Vos cellules sont mises à rude épreuve chaque jour. Des rayons UV et de la pollution à une mauvaise alimentation et au stress chronique, la vie moderne génère constamment des radicaux libres — des molécules instables qui peuvent endommager votre ADN, vos protéines et vos membranes cellulaires dans un processus appelé stress oxydatif.
De nombreux produits sur le marché revendiquent un pouvoir antioxydant — souvent sans preuve scientifique —, mais il existe 6 nutriments officiellement reconnus pour leur rôle dans la protection des cellules contre le stress oxydatif.
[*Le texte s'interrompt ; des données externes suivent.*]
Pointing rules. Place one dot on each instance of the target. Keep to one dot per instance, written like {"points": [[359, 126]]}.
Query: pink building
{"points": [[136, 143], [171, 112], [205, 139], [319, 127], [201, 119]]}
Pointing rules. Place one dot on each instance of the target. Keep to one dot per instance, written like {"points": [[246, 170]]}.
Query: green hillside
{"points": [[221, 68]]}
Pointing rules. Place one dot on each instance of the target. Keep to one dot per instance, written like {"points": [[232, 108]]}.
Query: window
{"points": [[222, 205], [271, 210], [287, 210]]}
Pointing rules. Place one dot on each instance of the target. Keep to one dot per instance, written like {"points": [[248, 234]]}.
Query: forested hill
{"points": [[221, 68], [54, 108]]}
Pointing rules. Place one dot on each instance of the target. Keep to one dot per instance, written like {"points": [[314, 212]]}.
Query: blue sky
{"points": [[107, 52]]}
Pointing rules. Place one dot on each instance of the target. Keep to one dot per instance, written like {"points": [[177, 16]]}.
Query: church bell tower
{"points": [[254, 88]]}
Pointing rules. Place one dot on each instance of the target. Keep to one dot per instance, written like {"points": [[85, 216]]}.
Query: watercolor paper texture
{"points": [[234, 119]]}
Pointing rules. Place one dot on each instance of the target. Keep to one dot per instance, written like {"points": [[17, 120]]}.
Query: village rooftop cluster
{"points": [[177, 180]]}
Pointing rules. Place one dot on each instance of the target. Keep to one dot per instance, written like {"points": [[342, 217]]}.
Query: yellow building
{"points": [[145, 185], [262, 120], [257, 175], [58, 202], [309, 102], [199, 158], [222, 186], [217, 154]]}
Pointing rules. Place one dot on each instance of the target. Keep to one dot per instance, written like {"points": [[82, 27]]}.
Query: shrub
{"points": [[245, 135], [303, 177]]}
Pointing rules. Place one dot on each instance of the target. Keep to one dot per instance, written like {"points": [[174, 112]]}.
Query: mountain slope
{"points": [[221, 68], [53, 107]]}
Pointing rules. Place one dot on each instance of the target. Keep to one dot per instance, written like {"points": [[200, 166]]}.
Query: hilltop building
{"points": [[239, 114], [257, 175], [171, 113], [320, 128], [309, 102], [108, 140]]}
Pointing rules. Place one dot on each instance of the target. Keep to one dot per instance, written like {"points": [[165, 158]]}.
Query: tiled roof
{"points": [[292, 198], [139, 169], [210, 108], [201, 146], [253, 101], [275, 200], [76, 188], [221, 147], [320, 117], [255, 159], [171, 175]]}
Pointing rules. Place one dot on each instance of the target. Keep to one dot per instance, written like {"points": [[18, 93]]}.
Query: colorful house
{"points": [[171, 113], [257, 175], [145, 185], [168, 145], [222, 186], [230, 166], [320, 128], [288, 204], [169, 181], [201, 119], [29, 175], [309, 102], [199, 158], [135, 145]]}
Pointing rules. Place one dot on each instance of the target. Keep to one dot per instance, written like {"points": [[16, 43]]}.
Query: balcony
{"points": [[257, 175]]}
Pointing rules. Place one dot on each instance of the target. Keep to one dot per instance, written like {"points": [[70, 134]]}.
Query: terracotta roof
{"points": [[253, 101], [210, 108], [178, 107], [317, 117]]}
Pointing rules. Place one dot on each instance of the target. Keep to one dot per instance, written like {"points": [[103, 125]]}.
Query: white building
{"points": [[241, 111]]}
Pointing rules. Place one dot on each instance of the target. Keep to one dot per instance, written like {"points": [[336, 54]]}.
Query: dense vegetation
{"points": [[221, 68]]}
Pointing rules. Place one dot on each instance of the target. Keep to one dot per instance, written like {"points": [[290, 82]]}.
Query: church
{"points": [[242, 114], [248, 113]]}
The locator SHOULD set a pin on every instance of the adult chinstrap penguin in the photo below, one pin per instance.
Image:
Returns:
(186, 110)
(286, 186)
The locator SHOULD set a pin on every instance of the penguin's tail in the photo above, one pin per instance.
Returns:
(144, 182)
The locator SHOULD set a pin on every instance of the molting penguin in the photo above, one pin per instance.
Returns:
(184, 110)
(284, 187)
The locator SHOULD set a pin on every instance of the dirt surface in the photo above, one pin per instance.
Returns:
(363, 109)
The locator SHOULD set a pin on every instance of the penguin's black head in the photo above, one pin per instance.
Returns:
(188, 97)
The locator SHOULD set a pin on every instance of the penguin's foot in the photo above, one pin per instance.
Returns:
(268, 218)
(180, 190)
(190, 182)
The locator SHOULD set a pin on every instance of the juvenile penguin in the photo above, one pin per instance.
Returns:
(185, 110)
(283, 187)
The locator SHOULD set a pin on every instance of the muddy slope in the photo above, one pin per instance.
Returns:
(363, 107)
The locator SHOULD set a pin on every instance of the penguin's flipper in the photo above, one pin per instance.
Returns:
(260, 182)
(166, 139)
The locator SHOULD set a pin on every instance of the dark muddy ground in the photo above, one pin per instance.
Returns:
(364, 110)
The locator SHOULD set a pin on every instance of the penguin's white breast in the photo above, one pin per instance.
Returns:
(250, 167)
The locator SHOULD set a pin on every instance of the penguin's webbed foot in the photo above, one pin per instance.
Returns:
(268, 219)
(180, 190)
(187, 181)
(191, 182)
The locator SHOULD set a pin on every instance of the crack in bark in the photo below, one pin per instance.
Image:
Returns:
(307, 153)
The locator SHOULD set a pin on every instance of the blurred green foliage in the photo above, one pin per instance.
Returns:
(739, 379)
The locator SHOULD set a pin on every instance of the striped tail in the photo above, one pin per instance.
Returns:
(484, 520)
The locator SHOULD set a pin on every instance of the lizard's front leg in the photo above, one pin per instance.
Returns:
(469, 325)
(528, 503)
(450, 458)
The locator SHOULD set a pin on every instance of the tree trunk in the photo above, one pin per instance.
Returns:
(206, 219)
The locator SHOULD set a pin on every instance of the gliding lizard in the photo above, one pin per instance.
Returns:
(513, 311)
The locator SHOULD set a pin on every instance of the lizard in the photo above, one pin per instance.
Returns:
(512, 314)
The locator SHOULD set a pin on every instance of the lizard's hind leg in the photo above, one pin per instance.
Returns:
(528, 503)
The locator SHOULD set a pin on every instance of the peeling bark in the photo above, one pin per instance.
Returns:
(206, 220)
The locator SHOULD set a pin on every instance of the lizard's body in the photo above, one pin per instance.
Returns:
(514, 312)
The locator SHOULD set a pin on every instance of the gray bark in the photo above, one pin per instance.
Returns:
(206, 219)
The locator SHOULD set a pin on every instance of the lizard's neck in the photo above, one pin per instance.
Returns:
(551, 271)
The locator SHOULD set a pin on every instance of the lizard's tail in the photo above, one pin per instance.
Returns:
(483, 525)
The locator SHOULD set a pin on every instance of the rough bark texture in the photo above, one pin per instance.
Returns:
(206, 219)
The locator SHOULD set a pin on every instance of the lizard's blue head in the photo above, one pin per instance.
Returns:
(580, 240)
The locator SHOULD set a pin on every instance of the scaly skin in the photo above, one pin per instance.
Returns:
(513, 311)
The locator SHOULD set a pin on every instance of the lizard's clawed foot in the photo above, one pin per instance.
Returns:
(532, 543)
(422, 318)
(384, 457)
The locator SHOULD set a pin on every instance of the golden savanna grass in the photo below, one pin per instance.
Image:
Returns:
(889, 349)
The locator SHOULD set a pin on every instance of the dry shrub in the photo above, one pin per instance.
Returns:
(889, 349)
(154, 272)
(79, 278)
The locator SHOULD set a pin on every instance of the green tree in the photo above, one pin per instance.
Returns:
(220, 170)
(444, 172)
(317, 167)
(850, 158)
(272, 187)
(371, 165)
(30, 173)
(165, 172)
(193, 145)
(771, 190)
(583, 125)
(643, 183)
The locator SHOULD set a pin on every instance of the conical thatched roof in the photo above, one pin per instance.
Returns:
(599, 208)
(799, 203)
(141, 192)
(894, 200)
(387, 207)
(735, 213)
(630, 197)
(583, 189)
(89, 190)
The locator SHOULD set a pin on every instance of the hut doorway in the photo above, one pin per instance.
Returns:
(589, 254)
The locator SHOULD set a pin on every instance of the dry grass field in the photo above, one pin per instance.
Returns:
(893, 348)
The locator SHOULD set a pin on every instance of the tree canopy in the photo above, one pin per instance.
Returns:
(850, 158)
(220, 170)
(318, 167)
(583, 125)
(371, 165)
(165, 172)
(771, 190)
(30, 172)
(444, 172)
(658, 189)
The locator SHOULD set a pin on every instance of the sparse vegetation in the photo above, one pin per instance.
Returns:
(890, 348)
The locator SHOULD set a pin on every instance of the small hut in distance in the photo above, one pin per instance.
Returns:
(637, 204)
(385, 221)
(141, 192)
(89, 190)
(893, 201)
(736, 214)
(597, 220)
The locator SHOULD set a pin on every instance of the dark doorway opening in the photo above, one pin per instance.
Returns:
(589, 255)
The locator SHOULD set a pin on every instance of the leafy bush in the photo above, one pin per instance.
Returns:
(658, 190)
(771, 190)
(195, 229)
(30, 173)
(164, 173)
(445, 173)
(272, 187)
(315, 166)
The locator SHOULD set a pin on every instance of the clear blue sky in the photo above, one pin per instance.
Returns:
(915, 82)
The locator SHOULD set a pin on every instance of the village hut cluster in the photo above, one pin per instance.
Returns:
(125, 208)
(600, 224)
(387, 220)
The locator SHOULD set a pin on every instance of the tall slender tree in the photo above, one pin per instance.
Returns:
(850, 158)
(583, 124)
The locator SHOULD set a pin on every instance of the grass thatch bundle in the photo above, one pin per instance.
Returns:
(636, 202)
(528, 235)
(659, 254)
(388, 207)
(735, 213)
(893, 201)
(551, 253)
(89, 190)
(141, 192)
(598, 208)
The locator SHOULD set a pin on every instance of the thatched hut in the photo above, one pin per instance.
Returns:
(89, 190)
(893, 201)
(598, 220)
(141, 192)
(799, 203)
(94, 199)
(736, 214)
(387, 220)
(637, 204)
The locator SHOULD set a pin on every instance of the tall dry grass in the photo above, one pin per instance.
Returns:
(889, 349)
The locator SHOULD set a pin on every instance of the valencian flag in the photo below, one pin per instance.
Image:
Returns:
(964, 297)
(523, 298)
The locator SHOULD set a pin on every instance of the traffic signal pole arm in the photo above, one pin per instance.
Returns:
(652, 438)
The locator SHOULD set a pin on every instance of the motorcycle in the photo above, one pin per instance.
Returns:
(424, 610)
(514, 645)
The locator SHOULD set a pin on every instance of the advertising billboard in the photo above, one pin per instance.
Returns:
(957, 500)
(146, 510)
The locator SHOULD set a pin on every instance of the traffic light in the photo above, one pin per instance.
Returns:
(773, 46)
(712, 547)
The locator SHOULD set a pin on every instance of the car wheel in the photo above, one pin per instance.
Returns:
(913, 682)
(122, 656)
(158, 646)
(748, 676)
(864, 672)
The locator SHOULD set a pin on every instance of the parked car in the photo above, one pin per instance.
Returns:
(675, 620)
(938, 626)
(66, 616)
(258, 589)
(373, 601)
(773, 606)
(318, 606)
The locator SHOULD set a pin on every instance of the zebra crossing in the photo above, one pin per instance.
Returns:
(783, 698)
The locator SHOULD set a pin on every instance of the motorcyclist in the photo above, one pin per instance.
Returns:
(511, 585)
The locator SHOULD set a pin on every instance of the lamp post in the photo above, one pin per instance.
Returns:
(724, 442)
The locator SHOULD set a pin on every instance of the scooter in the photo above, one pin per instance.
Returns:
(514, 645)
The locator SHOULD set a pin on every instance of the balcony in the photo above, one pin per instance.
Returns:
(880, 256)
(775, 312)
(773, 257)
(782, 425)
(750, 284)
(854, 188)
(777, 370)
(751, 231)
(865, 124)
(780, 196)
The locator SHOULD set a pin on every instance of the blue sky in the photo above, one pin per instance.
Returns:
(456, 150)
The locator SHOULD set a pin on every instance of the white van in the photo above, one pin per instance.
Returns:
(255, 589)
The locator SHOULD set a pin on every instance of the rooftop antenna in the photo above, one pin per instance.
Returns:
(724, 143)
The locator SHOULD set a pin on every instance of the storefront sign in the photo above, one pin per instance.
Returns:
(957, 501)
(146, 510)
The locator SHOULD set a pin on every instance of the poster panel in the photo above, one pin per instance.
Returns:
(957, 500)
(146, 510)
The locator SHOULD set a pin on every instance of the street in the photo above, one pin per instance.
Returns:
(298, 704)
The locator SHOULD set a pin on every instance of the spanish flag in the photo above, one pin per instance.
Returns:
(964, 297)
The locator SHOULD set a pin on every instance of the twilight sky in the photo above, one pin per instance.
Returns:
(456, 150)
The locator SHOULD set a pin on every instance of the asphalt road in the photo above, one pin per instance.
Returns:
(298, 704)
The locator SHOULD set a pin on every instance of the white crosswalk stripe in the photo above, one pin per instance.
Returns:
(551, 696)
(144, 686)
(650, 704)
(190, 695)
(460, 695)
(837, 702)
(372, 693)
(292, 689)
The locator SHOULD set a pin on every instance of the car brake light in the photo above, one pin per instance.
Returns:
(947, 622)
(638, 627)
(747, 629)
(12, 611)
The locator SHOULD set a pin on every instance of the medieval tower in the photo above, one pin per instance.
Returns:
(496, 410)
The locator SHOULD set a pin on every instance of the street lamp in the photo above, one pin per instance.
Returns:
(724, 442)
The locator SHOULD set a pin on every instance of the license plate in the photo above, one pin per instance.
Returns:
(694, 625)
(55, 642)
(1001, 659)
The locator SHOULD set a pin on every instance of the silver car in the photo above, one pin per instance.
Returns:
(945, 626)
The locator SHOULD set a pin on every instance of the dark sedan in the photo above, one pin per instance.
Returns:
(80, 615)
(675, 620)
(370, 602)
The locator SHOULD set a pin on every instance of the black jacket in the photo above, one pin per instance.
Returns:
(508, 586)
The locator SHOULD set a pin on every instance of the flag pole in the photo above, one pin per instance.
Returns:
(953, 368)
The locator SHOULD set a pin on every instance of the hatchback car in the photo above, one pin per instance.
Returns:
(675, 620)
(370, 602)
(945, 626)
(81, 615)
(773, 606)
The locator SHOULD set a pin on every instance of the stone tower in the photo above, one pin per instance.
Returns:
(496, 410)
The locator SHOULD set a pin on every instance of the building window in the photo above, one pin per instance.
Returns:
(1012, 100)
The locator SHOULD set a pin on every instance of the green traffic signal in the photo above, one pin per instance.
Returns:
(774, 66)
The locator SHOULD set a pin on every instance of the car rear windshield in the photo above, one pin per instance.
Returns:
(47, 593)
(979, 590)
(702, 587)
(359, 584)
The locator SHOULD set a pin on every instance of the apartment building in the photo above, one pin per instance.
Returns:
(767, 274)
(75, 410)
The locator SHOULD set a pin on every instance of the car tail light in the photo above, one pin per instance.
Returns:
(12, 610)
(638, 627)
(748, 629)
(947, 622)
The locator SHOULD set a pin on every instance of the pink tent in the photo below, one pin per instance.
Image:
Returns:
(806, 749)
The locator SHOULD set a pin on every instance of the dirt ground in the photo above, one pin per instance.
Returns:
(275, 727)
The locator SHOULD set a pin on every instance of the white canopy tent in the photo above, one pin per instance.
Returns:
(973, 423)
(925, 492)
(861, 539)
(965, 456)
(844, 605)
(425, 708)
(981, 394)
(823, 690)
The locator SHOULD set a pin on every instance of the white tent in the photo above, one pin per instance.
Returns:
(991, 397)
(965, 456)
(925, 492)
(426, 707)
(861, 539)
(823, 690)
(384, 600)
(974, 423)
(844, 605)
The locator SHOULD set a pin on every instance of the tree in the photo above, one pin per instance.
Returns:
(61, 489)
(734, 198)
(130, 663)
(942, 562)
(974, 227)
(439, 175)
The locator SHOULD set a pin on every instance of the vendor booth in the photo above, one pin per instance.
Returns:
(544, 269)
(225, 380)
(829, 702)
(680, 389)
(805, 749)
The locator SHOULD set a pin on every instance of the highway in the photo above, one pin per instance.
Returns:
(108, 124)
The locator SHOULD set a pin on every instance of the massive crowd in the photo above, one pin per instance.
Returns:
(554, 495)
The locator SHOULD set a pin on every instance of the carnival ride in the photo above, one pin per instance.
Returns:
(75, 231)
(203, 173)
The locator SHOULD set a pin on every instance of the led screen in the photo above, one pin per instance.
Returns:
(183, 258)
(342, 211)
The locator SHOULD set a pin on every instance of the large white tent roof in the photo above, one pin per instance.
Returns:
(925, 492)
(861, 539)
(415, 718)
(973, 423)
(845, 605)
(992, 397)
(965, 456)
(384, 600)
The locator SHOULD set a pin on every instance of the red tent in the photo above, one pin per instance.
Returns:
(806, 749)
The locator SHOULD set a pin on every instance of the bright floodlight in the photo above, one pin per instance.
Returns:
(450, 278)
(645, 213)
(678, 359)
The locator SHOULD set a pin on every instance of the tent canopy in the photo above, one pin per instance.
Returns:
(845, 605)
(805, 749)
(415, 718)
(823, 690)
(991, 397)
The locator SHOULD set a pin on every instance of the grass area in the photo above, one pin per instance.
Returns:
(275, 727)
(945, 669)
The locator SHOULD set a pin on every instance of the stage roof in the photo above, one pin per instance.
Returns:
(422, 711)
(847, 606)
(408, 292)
L'Autorité européenne de sécurité des aliments (EFSA) confirme que le cuivre, la riboflavine (vitamine B2), le sélénium, la vitamine C, la vitamine E et le zinc contribuent tous à la protection des cellules contre le stress oxydatif.
Mais comment fonctionnent-ils exactement ? Et pourquoi certaines allégations antioxydantes ne résistent-elles pas à un examen minutieux ?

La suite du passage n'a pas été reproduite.